Learn Forex Stochastic Strategy
This tutorial will talk about how to come up with a trading strategy that is based on the stochastic indicator. This stochastic strategy will be used by traders to trade trending markets. This strategy is simple to trade with and simple to follow. Using the stochastic oscillators traders can use this indicator to come up with a trading strategy that will be used to identify trends.
Forex Trend
The different techniques used to figure out & identify market trends.
·An upward trend is when the market is moving in an upward general direction and the price keeps making higher highs and higher lows.
·A downward trend is when the market is moving in a downward general direction and the price keeps making lower lows and lower highs.
This is the first thing to look for when determining the trend, a trader can then use another method to confirm the market trend. For example a trader may use a trend-line and if the trend-line direction is up the market trend is then upward but if the trend-line direction is down then the trend is downwards.
A trader can also use the 200 day moving average to determine the market trend. If the price is above the 200 day moving average then the trend is considered as an upwards bullish trend. If the price is below the 200 day moving average then the trend is considered as a downwards bearish trend.
Stochastic Trading Strategy
After determining the trend the trader will then use the stochastic indicator to ascertain where to open a buy or a sell trade. For this strategy a trader will use the overbought & oversold levels to detect when to open trades. Oversold level is the 20 mark on the stochastic & the overbought level is the 80 mark on the stochastic oscillator.
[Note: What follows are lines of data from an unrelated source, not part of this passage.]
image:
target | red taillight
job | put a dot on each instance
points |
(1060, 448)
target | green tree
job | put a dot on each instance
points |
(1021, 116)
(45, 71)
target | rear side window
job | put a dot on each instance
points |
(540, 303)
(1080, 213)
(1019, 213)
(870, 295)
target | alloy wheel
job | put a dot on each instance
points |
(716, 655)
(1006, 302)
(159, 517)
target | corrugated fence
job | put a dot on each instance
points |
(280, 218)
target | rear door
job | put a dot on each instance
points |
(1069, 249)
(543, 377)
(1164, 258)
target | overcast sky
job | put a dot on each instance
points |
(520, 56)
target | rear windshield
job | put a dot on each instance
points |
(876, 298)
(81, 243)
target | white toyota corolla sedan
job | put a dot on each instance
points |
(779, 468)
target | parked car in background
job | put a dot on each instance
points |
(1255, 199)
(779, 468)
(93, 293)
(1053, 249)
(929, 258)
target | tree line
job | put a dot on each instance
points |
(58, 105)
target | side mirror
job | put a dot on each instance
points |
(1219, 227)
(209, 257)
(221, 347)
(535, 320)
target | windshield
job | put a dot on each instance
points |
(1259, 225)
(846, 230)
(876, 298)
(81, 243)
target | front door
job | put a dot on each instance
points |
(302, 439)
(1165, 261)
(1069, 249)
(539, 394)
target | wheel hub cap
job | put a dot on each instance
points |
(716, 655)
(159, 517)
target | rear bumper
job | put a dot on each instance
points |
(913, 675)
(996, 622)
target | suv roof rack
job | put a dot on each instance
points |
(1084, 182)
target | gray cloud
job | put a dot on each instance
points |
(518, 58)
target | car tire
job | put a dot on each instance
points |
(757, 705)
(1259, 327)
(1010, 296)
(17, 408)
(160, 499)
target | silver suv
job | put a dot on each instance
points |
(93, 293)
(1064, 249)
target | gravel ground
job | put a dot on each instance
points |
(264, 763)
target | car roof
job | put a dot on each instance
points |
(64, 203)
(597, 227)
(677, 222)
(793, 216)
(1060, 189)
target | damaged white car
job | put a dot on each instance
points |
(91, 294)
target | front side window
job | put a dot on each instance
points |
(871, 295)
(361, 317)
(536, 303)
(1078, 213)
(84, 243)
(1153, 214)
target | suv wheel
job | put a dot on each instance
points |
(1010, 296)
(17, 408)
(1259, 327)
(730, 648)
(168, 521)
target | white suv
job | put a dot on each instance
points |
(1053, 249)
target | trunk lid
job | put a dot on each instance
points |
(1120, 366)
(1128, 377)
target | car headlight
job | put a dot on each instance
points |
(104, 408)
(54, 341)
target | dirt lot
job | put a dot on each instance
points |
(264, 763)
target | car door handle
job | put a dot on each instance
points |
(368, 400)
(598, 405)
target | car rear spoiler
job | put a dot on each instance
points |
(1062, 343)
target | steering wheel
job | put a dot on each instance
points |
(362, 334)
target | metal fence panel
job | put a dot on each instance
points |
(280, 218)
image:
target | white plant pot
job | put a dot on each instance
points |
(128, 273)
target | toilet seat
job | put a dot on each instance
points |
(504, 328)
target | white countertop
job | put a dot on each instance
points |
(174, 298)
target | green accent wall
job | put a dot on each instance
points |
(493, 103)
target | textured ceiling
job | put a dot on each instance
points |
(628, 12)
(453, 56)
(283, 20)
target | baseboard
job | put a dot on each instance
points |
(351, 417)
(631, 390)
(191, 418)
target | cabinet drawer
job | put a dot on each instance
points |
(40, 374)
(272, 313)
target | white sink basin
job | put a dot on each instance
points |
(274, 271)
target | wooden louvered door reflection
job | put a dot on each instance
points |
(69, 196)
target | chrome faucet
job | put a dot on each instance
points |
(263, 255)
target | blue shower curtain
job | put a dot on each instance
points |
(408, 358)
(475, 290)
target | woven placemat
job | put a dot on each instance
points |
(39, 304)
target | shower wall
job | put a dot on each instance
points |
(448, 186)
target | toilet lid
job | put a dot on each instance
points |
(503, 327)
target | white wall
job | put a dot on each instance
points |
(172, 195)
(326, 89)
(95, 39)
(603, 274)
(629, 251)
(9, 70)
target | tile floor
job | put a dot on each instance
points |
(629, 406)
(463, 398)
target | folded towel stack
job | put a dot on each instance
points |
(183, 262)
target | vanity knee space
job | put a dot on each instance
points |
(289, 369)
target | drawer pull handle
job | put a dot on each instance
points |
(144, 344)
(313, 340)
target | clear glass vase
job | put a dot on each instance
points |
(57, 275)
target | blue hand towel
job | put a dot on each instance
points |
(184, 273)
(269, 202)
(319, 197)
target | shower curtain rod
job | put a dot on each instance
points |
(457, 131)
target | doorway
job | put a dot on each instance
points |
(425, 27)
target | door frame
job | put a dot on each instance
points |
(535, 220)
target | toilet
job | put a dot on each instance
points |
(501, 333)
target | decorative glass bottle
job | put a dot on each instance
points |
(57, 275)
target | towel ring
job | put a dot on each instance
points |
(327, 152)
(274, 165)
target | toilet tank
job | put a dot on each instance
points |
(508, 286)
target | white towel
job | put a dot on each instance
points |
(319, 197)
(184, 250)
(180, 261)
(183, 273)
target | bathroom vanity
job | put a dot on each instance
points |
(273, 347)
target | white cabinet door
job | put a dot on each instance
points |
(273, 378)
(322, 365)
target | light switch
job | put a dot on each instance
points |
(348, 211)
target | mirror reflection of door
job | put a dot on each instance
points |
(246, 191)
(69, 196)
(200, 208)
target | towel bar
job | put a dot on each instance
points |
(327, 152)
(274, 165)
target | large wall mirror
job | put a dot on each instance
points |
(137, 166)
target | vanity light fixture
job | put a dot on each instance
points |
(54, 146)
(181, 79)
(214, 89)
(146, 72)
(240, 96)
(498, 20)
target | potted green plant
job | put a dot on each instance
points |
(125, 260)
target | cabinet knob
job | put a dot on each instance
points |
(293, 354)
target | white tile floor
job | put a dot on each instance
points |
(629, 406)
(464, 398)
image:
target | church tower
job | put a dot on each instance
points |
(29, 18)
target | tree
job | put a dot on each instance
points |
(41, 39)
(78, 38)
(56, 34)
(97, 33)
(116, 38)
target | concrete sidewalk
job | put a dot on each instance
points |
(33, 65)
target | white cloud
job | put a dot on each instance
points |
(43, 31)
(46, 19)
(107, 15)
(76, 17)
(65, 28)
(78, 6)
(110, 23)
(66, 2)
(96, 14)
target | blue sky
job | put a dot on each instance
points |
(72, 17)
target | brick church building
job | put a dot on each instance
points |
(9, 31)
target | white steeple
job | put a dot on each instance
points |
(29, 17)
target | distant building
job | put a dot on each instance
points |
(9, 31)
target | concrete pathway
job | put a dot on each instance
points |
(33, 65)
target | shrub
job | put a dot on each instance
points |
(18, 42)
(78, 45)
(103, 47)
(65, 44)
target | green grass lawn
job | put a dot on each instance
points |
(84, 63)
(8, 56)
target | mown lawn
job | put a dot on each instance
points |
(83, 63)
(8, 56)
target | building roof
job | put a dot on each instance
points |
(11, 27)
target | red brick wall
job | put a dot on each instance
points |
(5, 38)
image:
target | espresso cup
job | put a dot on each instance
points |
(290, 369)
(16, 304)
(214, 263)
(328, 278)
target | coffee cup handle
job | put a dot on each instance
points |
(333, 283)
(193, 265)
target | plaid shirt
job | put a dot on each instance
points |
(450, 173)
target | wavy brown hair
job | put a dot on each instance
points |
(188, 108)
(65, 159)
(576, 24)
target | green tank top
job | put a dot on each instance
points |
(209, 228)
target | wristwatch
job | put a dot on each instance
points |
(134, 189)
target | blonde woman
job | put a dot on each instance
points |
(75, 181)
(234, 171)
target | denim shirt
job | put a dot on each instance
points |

Upwards FX Trend - in an upwards trend the trader will wait for stochastic indicator to pull back & move downwards up to the oversold levels. This will mean that there is a short term market retracement and a trader will wait for the best opportunity to buy after this pullback. Once the stochastic oscillator reaches the oversold level it will not stay there for long because the market trend is upward and this will only be a temporary price pull-back.
A trader will open a buy trade once the stochastic oscillator leaves the oversold level and starts heading upward.
Down-wards Trading Trend - in a downward trend the trader will wait for stochastic indicator to retrace upwards & move upwards up to the overbought levels. This will mean that there is a short term market retracement and a trader will wait for the best opportunity to sell after this upward retracement. Once the stochastic oscillator gets to the overbought level it will not stay there for long because the trend is downwards & this will only be a temporary price pull back.
A trader will open a sell trade once the stochastic oscillator leaves the overbought level and starts heading downward.
One can use this strategy to find the best place where to open a trade after a price pull back. This will increase the chances of the trader becoming more profitable because the trades will be opened at the best point - that is after a price pull back. This will increase the risk reward ratio of the trades as the chances of the trades retracing further after these points are minimized because the price is already oversold in an upwards trending market or overbought in a downward trending market.
A trader should then set their stoploss orders a few pips below where they opened a buy trade or a few pips above where they opened a sell trade. The trader will then determine where to take profits based on a favorable risk reward ratio, or they can set the take profit at a specified number of pips based on the rules of their forex plan.